1990s US operations against reptile smugglers

Operation Chameleon was a series of undercover operations performed by the Office of Law Enforcement of the United States Fish and Wildlife Service (FWS) with the aim of rounding up several reptile smuggling rings. The operation lasted five years, starting during the second half of the 1990s and was mainly concerned with violations of laws as the Lacey Act and Endangered Species Act. The FWS cooperated with law enforcement agencies around the world.

==Investigations==
Operation Chameleon managed to capture 26 animal smugglers, originating from six countries.

===Anson Wong===

Keng Liang "Anson" Wong, a Malaysian citizen known as the "Lizard King" after publication of the book, The Lizard King by Bryan Christy, was deemed to be responsible for the biggest global animal smuggling ring that has been taken down.

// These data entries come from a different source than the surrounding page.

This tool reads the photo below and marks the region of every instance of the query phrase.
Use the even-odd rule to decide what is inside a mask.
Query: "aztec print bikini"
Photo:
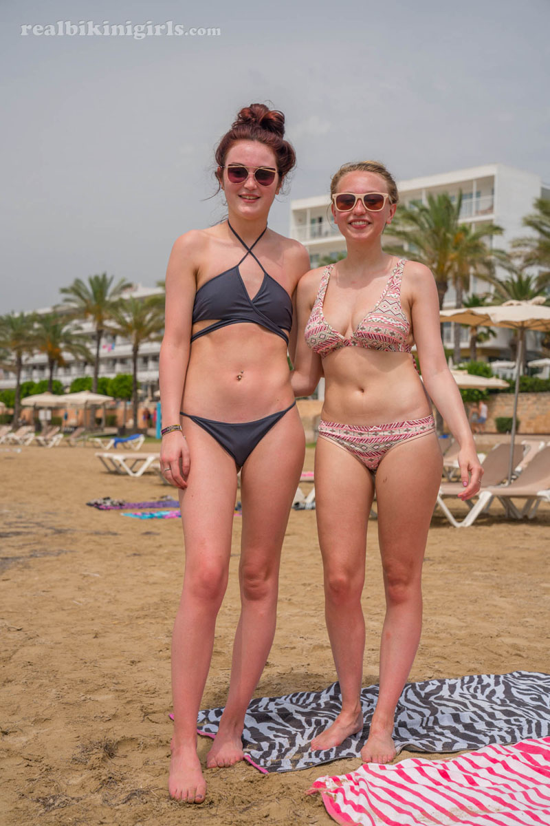
[[[227,327],[231,324],[258,324],[275,335],[280,335],[288,344],[289,336],[285,330],[289,330],[292,326],[292,301],[284,287],[266,273],[252,252],[252,249],[263,236],[267,227],[252,245],[248,247],[237,235],[228,221],[228,225],[247,252],[237,264],[214,276],[214,278],[209,278],[197,290],[193,305],[193,324],[212,318],[219,320],[192,335],[191,342],[201,335],[206,335],[214,330]],[[253,298],[248,295],[239,270],[239,267],[248,255],[252,256],[264,273],[260,289]],[[215,421],[202,416],[191,415],[190,413],[184,413],[183,411],[180,411],[180,415],[186,416],[206,430],[220,447],[233,456],[235,464],[240,468],[264,436],[285,413],[292,410],[296,402],[293,401],[284,411],[278,411],[255,421]]]
[[[411,344],[407,341],[411,325],[401,306],[401,282],[406,260],[397,261],[380,298],[349,339],[331,327],[323,315],[322,305],[334,264],[327,267],[306,325],[305,339],[309,347],[322,358],[342,347],[411,353]],[[319,423],[319,436],[347,450],[373,472],[392,448],[435,430],[432,415],[386,425],[345,425],[324,420]]]

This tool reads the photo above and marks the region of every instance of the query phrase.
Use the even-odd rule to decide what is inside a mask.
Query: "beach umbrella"
[[[88,405],[106,405],[114,401],[112,396],[103,396],[101,393],[92,393],[91,390],[82,390],[78,393],[67,393],[63,397],[63,402],[68,407],[87,407]]]
[[[514,469],[514,442],[518,418],[518,396],[519,393],[519,373],[523,362],[525,330],[545,331],[550,330],[550,307],[544,306],[545,298],[538,296],[528,301],[505,301],[504,304],[479,307],[458,307],[456,310],[441,310],[441,321],[454,321],[455,324],[468,324],[471,327],[507,327],[515,330],[518,334],[518,352],[515,364],[515,387],[514,392],[514,412],[512,415],[512,432],[510,434],[510,463],[508,466],[508,482],[511,481]]]
[[[451,376],[462,390],[495,390],[508,387],[508,382],[495,376],[473,376],[465,370],[451,370]]]
[[[21,403],[24,407],[63,407],[65,396],[56,396],[55,393],[36,393],[35,396],[26,396]]]

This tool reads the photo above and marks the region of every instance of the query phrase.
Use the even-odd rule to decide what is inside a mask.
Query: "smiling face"
[[[338,181],[336,192],[388,192],[388,183],[373,172],[349,172]],[[379,239],[388,224],[392,222],[397,208],[387,198],[383,208],[377,212],[367,210],[359,198],[349,212],[341,212],[332,204],[335,223],[345,238],[354,241],[369,241]]]
[[[279,173],[273,183],[263,186],[253,174],[249,174],[242,183],[233,183],[228,177],[227,167],[237,164],[253,172],[258,167],[277,169],[275,153],[258,140],[239,140],[233,144],[225,156],[223,169],[218,169],[218,177],[225,192],[229,213],[237,213],[243,218],[259,219],[270,211],[273,199],[281,185]]]

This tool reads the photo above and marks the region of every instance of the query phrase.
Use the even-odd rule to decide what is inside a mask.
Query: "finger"
[[[172,462],[170,463],[170,469],[172,472],[169,474],[169,476],[172,477],[172,483],[174,485],[174,487],[181,487],[182,489],[187,487],[187,482],[184,479],[183,476],[181,475],[181,472],[180,470],[179,460],[176,459],[175,462]]]
[[[483,468],[480,465],[477,465],[472,468],[472,476],[469,484],[458,494],[459,498],[462,499],[463,501],[465,501],[471,496],[475,496],[477,493],[479,493],[482,475]]]

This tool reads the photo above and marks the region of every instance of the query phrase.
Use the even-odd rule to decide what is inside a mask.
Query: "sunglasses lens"
[[[363,196],[363,203],[365,208],[370,210],[371,212],[379,212],[385,200],[383,195],[379,195],[378,192],[368,192]]]
[[[256,181],[262,187],[269,187],[270,183],[275,181],[275,169],[264,169],[261,167],[254,173]]]
[[[355,195],[350,195],[349,192],[343,192],[341,195],[336,195],[335,206],[339,212],[349,212],[355,206]]]
[[[228,166],[228,178],[232,183],[242,183],[248,178],[248,170],[245,166]]]

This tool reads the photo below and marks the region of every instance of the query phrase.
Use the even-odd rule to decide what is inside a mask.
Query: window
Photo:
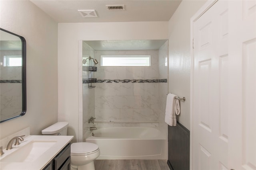
[[[4,66],[12,67],[22,66],[21,55],[4,56]]]
[[[150,55],[100,56],[101,66],[150,66]]]

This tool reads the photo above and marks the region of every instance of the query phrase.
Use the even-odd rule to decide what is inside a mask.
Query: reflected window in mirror
[[[0,122],[25,114],[26,40],[0,28]]]

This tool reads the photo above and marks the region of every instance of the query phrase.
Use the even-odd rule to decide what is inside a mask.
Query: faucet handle
[[[22,139],[22,140],[20,140],[20,141],[23,141],[24,140],[23,137],[24,137],[26,135],[22,135],[20,136],[20,138]],[[15,146],[17,146],[20,144],[20,139],[19,138],[16,138],[16,139],[15,140],[15,143],[14,144]]]
[[[0,147],[0,155],[4,154],[4,152],[3,152],[3,147]]]

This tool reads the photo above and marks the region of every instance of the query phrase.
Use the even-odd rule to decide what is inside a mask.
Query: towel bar
[[[166,94],[166,95],[168,95],[168,94]],[[183,97],[183,98],[180,98],[178,97],[175,97],[175,98],[178,99],[179,100],[183,100],[184,102],[186,101],[186,98],[185,97]]]
[[[184,101],[184,102],[186,101],[186,98],[185,97],[183,97],[183,98],[180,98],[178,97],[175,97],[174,98],[179,100],[183,100]]]

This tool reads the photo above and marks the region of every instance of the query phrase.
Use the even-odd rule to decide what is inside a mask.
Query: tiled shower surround
[[[88,47],[87,49],[92,50]],[[100,66],[101,55],[150,55],[151,66]],[[94,113],[90,113],[94,109],[90,111],[87,109],[87,114],[95,116],[96,126],[157,126],[164,122],[168,93],[167,55],[167,42],[159,50],[94,52],[94,57],[91,57],[99,61],[94,65],[97,71],[92,73],[93,78],[97,78],[97,82],[92,83],[95,88],[86,88],[88,74],[83,74],[83,90],[87,91],[84,94],[90,94],[88,92],[91,91],[94,96],[84,99],[88,96],[84,95],[83,100],[90,103],[84,106],[94,106]],[[87,121],[84,120],[84,124],[88,124]]]
[[[4,56],[20,55],[19,50],[1,50],[0,60]],[[1,120],[20,114],[22,110],[21,66],[0,66],[0,101]]]

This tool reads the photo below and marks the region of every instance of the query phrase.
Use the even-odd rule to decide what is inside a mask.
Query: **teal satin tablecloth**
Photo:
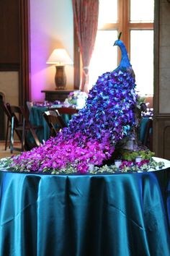
[[[169,176],[0,171],[0,255],[169,256]]]
[[[31,111],[30,114],[29,119],[32,125],[35,126],[42,126],[41,130],[36,132],[37,137],[40,142],[42,142],[42,140],[45,141],[48,140],[50,137],[50,129],[46,123],[45,118],[42,116],[42,113],[47,111],[49,107],[47,106],[34,106],[31,108]],[[63,115],[64,121],[66,124],[68,123],[69,120],[71,119],[71,115]],[[33,139],[29,138],[29,140],[32,140]]]

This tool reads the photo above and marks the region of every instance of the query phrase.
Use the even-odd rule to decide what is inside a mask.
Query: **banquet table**
[[[31,124],[34,126],[42,126],[41,130],[37,130],[37,135],[40,142],[42,140],[46,141],[50,137],[50,129],[46,123],[45,118],[42,116],[42,113],[47,111],[49,109],[48,106],[33,106],[31,108],[30,114],[30,121]],[[71,115],[63,115],[63,119],[66,124],[68,123],[69,120],[71,119]],[[30,140],[32,140],[30,138]]]
[[[169,256],[169,177],[1,171],[0,255]]]

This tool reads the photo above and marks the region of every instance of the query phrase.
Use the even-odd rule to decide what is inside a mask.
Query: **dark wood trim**
[[[19,0],[20,69],[19,105],[30,100],[30,0]]]
[[[80,87],[80,49],[78,43],[78,37],[76,35],[76,27],[73,27],[73,80],[74,80],[74,90],[79,90]]]
[[[159,113],[159,40],[160,40],[160,1],[155,1],[154,22],[154,86],[153,108],[154,115]]]
[[[19,71],[19,64],[17,63],[3,63],[0,64],[0,71]]]
[[[162,153],[159,151],[160,136],[158,131],[158,119],[161,118],[159,114],[159,38],[160,38],[160,1],[155,1],[154,10],[154,81],[153,81],[153,150],[156,155],[161,156]]]

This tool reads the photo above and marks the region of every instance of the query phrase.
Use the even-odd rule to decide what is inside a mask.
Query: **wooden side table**
[[[42,90],[41,93],[45,93],[45,100],[48,101],[64,101],[68,94],[72,92],[69,90]]]

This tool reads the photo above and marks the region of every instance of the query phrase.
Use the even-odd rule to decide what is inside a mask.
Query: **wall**
[[[170,160],[170,3],[156,0],[153,151]]]
[[[71,0],[30,0],[31,97],[44,100],[42,90],[55,90],[55,67],[46,64],[53,50],[65,48],[73,60]],[[73,88],[73,66],[66,66],[66,89]]]
[[[159,112],[170,113],[170,3],[160,6]]]

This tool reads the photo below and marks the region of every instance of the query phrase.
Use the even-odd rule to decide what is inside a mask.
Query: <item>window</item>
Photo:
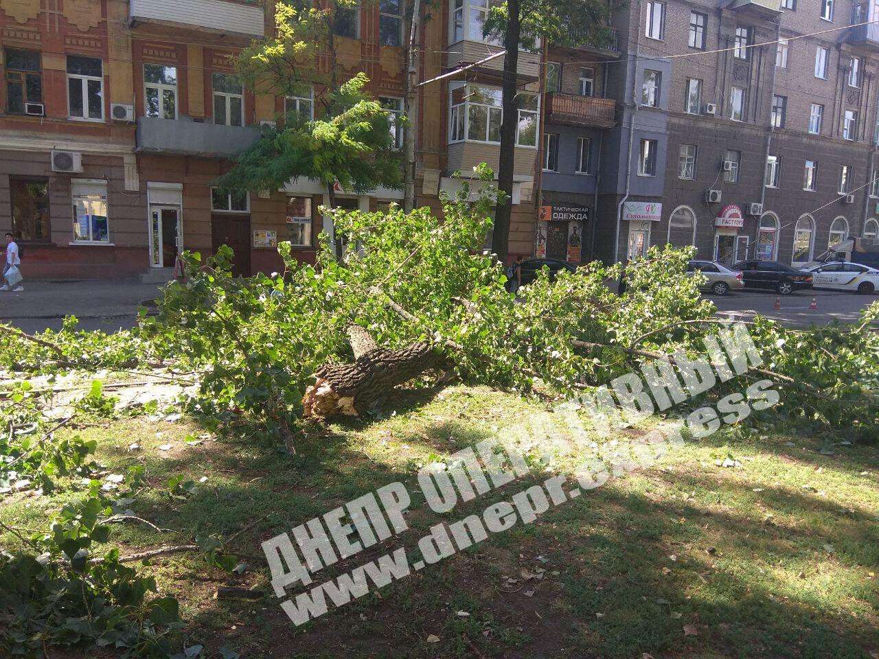
[[[848,239],[848,221],[844,217],[836,218],[830,225],[827,247],[832,247]]]
[[[745,90],[741,87],[730,89],[730,119],[733,121],[745,119]]]
[[[824,105],[813,103],[809,111],[809,132],[813,135],[821,134],[821,126],[824,124]]]
[[[766,158],[766,186],[767,188],[777,188],[781,176],[781,159],[778,156],[770,156]]]
[[[702,81],[695,78],[686,79],[686,98],[684,99],[684,109],[690,114],[700,114],[702,112]]]
[[[749,46],[751,46],[751,28],[737,27],[736,37],[733,40],[733,57],[737,60],[748,59],[751,56]]]
[[[818,46],[815,50],[815,77],[827,79],[827,62],[830,60],[830,48]]]
[[[650,69],[644,69],[644,79],[641,84],[641,105],[648,107],[659,105],[659,90],[662,87],[662,73]]]
[[[848,86],[861,86],[861,71],[863,69],[864,61],[860,57],[851,57],[848,60]]]
[[[839,194],[848,194],[852,186],[852,172],[848,165],[839,167]]]
[[[221,126],[244,125],[244,89],[236,76],[214,73],[211,76],[214,89],[214,123]]]
[[[70,119],[104,120],[104,67],[99,59],[67,56],[67,106]]]
[[[726,183],[738,183],[738,170],[742,166],[742,152],[728,150],[726,162],[730,163],[730,169],[723,168],[723,180]]]
[[[315,88],[309,88],[308,96],[288,96],[284,98],[284,116],[288,123],[299,119],[311,121],[315,118]]]
[[[661,40],[665,32],[665,4],[656,0],[647,2],[647,26],[644,36]]]
[[[783,128],[788,114],[788,97],[774,96],[772,98],[772,125],[776,128]]]
[[[12,233],[24,241],[47,241],[51,228],[48,179],[11,177],[9,192],[12,202]]]
[[[858,112],[855,110],[846,110],[842,122],[842,139],[858,139]]]
[[[580,69],[580,96],[592,96],[595,89],[595,69]]]
[[[796,221],[794,229],[793,263],[805,263],[812,260],[812,221],[809,216]]]
[[[388,124],[394,148],[403,148],[403,98],[379,97],[381,107],[388,111]]]
[[[657,175],[657,148],[656,140],[642,140],[641,153],[638,159],[638,176],[655,177]]]
[[[543,134],[543,170],[558,171],[558,134]]]
[[[77,243],[109,243],[106,181],[70,182],[73,239]]]
[[[833,0],[821,0],[821,18],[833,20]]]
[[[681,144],[678,160],[678,178],[696,177],[696,145]]]
[[[788,68],[788,40],[786,39],[778,42],[778,48],[775,50],[775,66],[779,69]]]
[[[177,67],[143,65],[143,113],[177,119]]]
[[[690,35],[687,43],[691,48],[705,48],[705,14],[690,12]]]
[[[40,53],[6,48],[6,111],[10,114],[39,114],[43,102],[43,76]]]
[[[221,213],[247,213],[251,210],[251,196],[246,190],[224,191],[211,188],[211,210]]]
[[[549,93],[562,91],[562,65],[557,62],[547,62],[546,91]]]
[[[348,39],[357,39],[360,27],[360,5],[353,7],[340,7],[336,5],[336,13],[332,18],[333,33]]]
[[[311,247],[311,198],[287,198],[287,237],[291,245]]]
[[[803,189],[815,192],[815,185],[818,177],[818,163],[814,160],[807,160],[805,170],[803,175]]]
[[[592,141],[588,137],[577,138],[577,173],[588,174],[592,167]]]
[[[403,45],[403,0],[379,0],[379,43]]]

Wong owned a private zoo which he used to smuggle animals. He traded in the almost extinct Komodo dragons and critically endangered Chinese alligator. Prices for these animals were up to £20,000 and £11,000 respectively. Wong managed to smuggle reptiles to the United States by the use of an import/export business. He was also involved in the theft of critically endangered ploughshare tortoises from a breeding sanctuary in Madagascar. A grand total of 75 animals were stolen, and Wong possessed 37 of them. The whole heist was worth £500,000 on the black market. Wong was the main target of Operation Chameleon; in order to capture him, the FWS set up a fake company named PacRim. He offered two of the ploughshare tortoises to PacRim. The FWS managed to lure Wong to Mexico on 14 September 1998, as he refused to go to the United States because he had an outstanding warrant relating to a 1992 smuggling case. Wong was arrested as he stepped off the plane, and sent to a Mexican jail. In the United States, he was charged with smuggling more than 300 reptiles into its borders between January 1996 and August 1998, with a total worth of $500,000. Animals were smuggled from Indonesia, Hong Kong, Malaysia and the Philippines. Aside from his import/export business, Wong used human couriers, Federal Express shipments with false invoices and shipping documents, and the concealment of illegal animals within larger shipments of legal animals. He was charged for all these affairs as well. From Mexico, Wong fought extradition for two years. In 2000, he gave up his struggle against extradition and was transferred to the United States. On 7 June 2001, he was sentenced to 71 months of jailtime and a fine of $60,000. He was also prohibited from selling animals to anyone in the U.S. for three years after his release.

===Crutchfield===
Tom Crutchfield was considered to be one of the largest reptile smugglers to the United States by the Department of Justice. Crutchfield had previously served in jail after being convicted of smuggling Fiji Island Iguanas in 1995. Crutchfield had smuggled reptiles from Madagascar to the United States with help of several accomplices and an investigation into him was opened by the FWS. When he was notified of this in 1997 he fled to Belize. The Belizean authorities arrested him and expelled him to the United States. Crutchfield was sentenced to 30 months of prison after being convicted of reptile smuggling. His story featured on Locked up Abroad, season 7, episode 2.

===Lehmeyer===
Germans Leymeyer and Khloe, were involved in the Crutchfield case. They were suspected of personally smuggling the reptiles from Madagascar to the United States. They were convicted in 1996.